Starring: Devon Sawa
Director: James Wong
Running time: 100 minutes
Rating: 5 out of 10
There's a lunatic-at-the-wheel car sequence in Final Destination that would be suspenseful in any other movie, but isn't here because of the film's premise. These kids aren't going to die from anything as straight forward as being reckless teens.
So what is their fate? Well, only the main character knows, and not even he is sure.
Blonde-haired, blue-eyed Alex can't exactly see the future, but he can sense death's approach. His premonitions send him screaming off an airplane in the beginning of the film and later on frantic missions to save the lives of his schoolmates, always a moment too late.
Unlike other teen thrillers, Final Destination has no villains, aside from destiny and chance. Faced with Alex's gift and their own dwindling numbers, the characters are forced to consider what control, if any, they have over life and death.
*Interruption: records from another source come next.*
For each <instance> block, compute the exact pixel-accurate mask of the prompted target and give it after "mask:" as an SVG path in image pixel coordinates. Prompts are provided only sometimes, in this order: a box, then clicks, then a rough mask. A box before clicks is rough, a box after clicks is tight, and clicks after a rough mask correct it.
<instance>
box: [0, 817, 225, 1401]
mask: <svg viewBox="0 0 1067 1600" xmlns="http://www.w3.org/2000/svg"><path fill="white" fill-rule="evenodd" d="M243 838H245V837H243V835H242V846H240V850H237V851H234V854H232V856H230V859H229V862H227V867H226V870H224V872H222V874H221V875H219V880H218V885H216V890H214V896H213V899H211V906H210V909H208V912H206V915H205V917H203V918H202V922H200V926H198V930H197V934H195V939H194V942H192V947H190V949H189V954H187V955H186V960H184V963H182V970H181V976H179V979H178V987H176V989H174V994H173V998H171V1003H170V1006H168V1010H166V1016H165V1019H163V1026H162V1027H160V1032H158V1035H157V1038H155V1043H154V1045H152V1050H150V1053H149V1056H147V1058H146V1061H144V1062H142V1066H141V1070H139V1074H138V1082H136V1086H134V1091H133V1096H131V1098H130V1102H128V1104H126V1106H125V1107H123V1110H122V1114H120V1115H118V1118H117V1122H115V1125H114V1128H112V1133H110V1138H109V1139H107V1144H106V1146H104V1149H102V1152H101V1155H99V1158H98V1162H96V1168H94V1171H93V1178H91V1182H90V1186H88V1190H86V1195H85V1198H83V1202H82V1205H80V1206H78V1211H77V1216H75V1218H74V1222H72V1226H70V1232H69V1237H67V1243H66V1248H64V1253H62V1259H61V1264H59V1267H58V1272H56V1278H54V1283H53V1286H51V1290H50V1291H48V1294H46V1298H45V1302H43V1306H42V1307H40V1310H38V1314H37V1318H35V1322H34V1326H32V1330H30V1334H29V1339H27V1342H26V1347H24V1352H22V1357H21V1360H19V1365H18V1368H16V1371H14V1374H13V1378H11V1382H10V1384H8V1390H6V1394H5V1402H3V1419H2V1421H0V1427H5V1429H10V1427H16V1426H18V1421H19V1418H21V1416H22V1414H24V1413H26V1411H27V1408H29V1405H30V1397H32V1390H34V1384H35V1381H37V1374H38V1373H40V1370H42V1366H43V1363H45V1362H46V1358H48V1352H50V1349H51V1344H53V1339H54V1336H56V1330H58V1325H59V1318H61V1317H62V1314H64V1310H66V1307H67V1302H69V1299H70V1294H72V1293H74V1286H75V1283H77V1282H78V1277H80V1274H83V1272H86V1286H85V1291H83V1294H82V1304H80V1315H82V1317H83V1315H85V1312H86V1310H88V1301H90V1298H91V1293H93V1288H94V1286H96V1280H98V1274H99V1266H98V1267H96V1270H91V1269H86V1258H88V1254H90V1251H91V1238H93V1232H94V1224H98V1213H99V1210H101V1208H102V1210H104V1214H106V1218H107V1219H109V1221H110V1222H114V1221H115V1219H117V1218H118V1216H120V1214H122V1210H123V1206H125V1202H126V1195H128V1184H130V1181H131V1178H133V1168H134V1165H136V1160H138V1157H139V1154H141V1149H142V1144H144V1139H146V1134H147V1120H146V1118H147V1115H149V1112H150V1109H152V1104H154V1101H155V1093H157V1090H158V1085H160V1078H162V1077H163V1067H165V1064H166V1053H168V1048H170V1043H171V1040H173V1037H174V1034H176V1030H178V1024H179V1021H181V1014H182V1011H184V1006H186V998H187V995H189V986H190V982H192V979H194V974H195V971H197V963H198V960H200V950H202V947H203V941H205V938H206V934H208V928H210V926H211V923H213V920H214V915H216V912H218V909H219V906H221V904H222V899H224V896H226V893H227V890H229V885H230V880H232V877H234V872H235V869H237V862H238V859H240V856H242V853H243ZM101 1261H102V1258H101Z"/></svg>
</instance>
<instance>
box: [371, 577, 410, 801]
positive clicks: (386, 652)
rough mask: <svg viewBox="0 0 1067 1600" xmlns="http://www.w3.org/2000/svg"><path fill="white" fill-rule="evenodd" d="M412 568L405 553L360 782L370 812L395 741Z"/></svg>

If Alex can help them escape death now, what then? Will death come back immediately? Or was a close call all that was in the cards to begin with?
Director James Wong (X-files) plays on these questions in creating a unique tone in which death lurks around every mundane corner. Shadows and suspenseful sound effects highlight random details and events - a loose screw, a leaky faucet, a decision to go shave - that later have deadly consequences. We become convinced that chance, more than anything, is our greatest cause for fear. Which is why driving 90 miles per hour down the wrong side of the street doesn't seem so dangerous. By the time that scene comes, turning right instead of left at a stop light is greater cause for alarm.
The cruel hand of fate works mainly in two ways to kill the doomed teenagers in Final Destination; either they die suddenly or suffer through a series of involved mishaps. The former provide some of the film's best and most shocking moments; the latter occasionally comes off like slapstick comedy. It's a slippery slope, relying on chance to kill characters and then having to manipulate chance so that they die.
The film negotiates this slope, in part, by allowing the audience to consider whether death is actively working to claim the lives that Alex saved earlier. "We are all mice caught by the cat," says a mortician, a minor character, in a gravely baritone voice, explaining that if a person escapes death, death only becomes more determined.
It's a shame the mortician only makes one appearance in the film since his presence, both spooky and intelligent, makes for one of the film's best scenes. In that same scene two main characters exhibit the traits that make them most interesting - a curiosity about fate and a pathos in confronting it. Later in the movie they behave more like clichés.
Final Destination is by no means a work of art; nor is it even an outstanding thriller. But it poses interesting questions, is nicely filmed, and creates real fear and suspense, if you like that sort of thing.